There are magnificent men in your life. Your father, first of all, who brought you up without ever damaging your mother's image, and who always believed in you.

Did he believe in me or did he want to reassure me, give me a little shield for life? I think a bit of both. A part of him said to himself: "She is so fragile, she collapses for nothing, I have to give her confidence in her ..." So that I do not let myself be completely done by all the storms of the world, that I am not tossed about everywhere, that I remain a little solid in the wind. It's like this all the life, a parent. Even today I call him to reassure me. Sometimes he asks me for advice, the report is a bit balanced, but I know he will always be there. Finally (smile), it is there.

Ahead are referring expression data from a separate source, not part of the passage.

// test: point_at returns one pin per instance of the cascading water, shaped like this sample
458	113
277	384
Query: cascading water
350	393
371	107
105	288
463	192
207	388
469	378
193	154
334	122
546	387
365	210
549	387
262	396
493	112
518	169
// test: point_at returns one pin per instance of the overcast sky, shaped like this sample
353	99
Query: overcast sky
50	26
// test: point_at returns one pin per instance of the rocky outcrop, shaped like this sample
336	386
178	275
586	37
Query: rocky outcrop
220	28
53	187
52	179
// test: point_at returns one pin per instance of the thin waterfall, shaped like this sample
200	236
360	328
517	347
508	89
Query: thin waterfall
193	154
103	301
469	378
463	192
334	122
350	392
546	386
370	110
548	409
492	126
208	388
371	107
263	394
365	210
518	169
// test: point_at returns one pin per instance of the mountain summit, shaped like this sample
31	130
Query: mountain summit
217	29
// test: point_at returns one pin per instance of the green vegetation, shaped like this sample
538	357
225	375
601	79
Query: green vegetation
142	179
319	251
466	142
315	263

And then there is this other father, the one who made you mother. Between you, it happened as quickly as you describe it?

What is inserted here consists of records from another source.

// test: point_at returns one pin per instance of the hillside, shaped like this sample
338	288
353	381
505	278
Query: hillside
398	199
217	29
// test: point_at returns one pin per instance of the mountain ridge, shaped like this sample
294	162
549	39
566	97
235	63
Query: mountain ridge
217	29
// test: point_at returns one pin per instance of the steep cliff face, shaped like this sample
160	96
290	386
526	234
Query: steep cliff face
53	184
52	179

Yes, it was her desire to be a father that made me mother too. I would not have made a child with another man. I needed a stronger desire than my fear. I think I arrived in his life at the moment when he wanted more than anything to have a child. That he chose me for it really surprised me. I said to myself: "He has to shoe other glasses on me." If I had to pass a permit, I would not have had it ... But no doubt he had perceived that I was going to invest myself thoroughly. That part of me expected only a little stability. In fact, I've changed. When we met, I was not suicidal, I was not as far as my mother, but I did not care a little about everything, especially about my health ... I am much more reasonable today.

And you are less sad.

Yes. But I changed my mind a bit on sadness. Until then, I absolutely wanted to protect my children from this vision and all that it implies from rooted misfortune. Except to go to the hotel if it fell on me. But for some time now I've decided not to hide anymore if something sad happens to me, not to deprive them of the right to sadness, the right to show it. It's not bad, either, to give them permission to be sick. With my father, it was forbidden. Diseases were always psychosomatic, it meant that we had not solved something and we had to talk about it ... My children have the right to be sick, even if they feel just how afraid we are. I understood that fragility can be a force if one knows how to use it. I'm a little less psychogenic. (Smile.)

Do you feel less guilty at last?
She's almost Jewish, my guilt. I feel guilty and try to fix it. What, I do not know yet. The day I have found it, I may have to tell the children. Maybe not giving them a grandmother, not having managed to keep my mother alive, she would have been a wonderful grandmother ... But at my age, we'll have to get out of it.